Trigger finger, (stenosing tenosynovitis), is a painful condition in which one of the fingers is caught or locked in a bent position. The finger may straighten with a snap or pop like a gun trigger being pulled and released.

Trigger finger occurs when, due to inflammation, the space within the sheath that surrounds the tendon in the affected finger narrows. In severe cases the finger may become locked in a bent position.

People whose work or hobbies require repetitive gripping actions are at higher risk of developing trigger finger. The condition is also more common in women and in anyone with diabetes. Treatment of trigger finger varies depending on the severity.

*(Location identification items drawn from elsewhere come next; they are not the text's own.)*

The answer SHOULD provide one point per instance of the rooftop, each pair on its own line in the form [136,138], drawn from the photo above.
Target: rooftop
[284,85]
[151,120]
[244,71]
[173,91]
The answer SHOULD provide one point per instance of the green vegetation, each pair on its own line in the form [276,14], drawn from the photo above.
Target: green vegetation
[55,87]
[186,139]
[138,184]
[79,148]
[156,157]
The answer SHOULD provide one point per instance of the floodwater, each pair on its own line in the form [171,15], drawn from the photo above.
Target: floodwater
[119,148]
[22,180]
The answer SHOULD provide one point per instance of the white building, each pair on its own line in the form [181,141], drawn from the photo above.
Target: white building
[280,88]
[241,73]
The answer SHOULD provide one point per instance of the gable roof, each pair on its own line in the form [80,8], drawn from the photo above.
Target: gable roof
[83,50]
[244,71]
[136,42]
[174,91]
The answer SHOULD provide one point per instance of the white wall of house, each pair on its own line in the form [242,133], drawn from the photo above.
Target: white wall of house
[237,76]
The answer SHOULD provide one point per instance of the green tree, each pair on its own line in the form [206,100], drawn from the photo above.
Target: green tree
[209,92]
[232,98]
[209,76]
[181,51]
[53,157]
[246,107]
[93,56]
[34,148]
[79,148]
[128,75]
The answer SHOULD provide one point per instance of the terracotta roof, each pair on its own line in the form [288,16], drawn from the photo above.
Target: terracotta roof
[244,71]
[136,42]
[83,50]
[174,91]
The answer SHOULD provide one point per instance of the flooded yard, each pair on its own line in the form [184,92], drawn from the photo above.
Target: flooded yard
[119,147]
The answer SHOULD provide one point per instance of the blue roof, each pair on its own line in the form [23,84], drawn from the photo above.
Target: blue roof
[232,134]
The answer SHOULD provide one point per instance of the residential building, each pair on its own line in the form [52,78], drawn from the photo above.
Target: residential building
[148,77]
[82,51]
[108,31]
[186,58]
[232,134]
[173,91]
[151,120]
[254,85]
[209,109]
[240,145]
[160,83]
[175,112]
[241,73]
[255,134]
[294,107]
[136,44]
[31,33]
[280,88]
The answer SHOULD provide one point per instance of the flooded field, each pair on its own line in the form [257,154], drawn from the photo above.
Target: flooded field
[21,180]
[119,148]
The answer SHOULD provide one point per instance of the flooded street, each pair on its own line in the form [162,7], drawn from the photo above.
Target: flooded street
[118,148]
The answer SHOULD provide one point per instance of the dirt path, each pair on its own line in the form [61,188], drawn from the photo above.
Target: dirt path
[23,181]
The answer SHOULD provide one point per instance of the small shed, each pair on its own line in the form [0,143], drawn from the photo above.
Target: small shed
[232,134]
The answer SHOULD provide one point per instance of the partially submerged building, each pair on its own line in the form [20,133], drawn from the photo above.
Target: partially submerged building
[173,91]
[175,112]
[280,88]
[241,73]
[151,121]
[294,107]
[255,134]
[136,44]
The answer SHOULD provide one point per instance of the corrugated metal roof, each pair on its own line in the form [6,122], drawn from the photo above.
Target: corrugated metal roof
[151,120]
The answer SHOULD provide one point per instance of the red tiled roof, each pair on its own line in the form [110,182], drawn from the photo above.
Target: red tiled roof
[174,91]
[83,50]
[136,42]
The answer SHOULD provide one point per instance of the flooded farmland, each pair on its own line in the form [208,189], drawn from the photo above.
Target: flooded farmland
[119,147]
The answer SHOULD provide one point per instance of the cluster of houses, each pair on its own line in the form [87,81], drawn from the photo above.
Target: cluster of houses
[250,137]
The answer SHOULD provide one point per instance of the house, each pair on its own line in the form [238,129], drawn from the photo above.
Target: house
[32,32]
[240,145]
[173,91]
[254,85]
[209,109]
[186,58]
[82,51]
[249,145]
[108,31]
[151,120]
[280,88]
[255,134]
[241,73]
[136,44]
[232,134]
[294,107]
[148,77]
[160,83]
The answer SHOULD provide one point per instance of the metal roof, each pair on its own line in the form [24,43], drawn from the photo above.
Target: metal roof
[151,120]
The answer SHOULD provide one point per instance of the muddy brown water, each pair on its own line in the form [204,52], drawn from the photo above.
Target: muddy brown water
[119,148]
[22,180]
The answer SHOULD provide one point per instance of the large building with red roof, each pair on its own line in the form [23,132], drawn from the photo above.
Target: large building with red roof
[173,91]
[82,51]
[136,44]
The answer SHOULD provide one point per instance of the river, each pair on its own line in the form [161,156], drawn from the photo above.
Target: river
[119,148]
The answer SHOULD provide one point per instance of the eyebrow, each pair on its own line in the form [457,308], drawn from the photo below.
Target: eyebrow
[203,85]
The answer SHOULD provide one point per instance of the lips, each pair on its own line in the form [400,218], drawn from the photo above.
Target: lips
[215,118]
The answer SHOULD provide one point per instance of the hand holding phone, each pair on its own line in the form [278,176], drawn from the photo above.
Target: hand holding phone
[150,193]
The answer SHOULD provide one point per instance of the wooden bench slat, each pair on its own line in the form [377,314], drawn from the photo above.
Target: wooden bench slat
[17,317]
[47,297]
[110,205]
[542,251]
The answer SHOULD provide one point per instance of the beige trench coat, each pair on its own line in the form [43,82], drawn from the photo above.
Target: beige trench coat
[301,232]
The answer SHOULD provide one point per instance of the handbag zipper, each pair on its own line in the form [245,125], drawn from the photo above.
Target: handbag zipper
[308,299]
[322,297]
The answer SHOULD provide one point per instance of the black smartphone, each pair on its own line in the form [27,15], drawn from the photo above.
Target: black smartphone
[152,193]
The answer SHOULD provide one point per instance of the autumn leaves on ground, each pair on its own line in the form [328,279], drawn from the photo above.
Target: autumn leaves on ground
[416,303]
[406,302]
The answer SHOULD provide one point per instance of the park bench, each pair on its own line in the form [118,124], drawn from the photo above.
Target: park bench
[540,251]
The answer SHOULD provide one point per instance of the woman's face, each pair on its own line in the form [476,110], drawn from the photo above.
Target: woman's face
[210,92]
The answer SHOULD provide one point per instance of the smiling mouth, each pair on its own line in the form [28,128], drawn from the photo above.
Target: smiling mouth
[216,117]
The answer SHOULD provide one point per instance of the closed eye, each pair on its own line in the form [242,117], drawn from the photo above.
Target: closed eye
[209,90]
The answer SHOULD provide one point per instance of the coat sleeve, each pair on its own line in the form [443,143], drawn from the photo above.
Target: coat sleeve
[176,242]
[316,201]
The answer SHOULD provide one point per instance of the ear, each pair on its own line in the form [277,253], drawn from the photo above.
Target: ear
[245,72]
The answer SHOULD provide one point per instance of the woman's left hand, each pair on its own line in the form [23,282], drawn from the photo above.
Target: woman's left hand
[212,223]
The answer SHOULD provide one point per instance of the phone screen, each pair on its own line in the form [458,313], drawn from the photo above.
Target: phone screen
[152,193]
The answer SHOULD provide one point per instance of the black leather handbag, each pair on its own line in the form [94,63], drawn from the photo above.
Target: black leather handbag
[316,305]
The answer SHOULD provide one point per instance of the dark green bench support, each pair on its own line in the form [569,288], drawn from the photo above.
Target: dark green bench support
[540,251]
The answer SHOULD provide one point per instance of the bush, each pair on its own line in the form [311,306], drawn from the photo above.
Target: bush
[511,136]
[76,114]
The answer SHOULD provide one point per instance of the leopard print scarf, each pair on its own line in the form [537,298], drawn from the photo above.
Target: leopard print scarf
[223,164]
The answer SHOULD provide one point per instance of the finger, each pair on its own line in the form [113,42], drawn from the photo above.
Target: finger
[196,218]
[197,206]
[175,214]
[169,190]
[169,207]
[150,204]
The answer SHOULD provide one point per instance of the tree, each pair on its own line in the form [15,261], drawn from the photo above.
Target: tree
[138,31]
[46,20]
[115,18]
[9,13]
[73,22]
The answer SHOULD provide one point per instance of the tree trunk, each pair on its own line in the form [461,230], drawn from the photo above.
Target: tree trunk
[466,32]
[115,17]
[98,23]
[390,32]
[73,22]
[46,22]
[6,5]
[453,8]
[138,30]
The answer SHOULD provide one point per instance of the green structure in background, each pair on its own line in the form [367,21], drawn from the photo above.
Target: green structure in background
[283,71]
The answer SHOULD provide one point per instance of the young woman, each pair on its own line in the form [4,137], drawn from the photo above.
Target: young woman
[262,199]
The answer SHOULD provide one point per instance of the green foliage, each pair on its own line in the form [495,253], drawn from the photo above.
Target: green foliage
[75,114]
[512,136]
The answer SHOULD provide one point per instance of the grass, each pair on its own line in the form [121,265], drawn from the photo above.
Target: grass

One of the first symptoms of trigger finger is soreness at the base of the finger or thumb. The most common symptom is a painful clicking or snapping when bending or straightening the finger. Also, in some cases, the finger or thumb locks in a bent or straight position as the condition gets worse and must be gently straightened with the other hand. Symptoms include:

  • Finger stiffness, particularly in the morning
  • A popping or clicking sensation as you move the finger
  • Tenderness or a bump (nodule) in the palm at the base of the affected finger
  • Finger catching or locking in a bent position, which suddenly pops straight
  • Finger locked in a bent position, which you are unable to straighten


Tendons,  fibrous cords that attach muscle to bone, glide easily through the tissue that covers them because of a lubricating membrane surrounding the joint. Sometimes a tendon may become irritated, inflamed and swollen. When this happens, bending the finger or thumb can pull the inflamed tendon through a narrowed tendon sheath, making it snap or pop.

Prolonged irritation of the tendon sheath can produce scarring, thickening and the formation of bumps (nodules) that impede the tendon's motion even more.

Risk Factors

Factors that put you at risk of developing trigger finger include:

  • Repeated gripping. Occupations and hobbies that involve repetitive hand use and prolonged gripping may increase the risk of trigger finger.
  • Certain health problems. People who have diabetes or rheumatoid arthritis are at higher risk of developing trigger finger.
  • The sex. Trigger finger is more common in women.


Trigger finger release surgery is a safe procedure. However, as with any type of surgery, there are some risks. Complications after surgery are rare, but could include:

  • infection
  • stiffness or pain in the finger
  • a tender scar
  • nerve damage (if a nerve is damaged during surgery, you may never recover the full sensation in the affected area)
  • tendon bowstringing, where the tendon is in the wrong position
  • complex regional pain syndrome, which causes pain and swelling in the hand after surgery. This usually resolves itself after a few months, but there can be permanent problems


Avoiding overuse is key to preventing trigger finger. When a patient begins to experience stiffness and swelling in the fingers, he/she has to give them a good rest. Alternating activities can help keep the fingers from becoming inflamed. Inflammation can be reduced by using ibuprofen before it grows worse.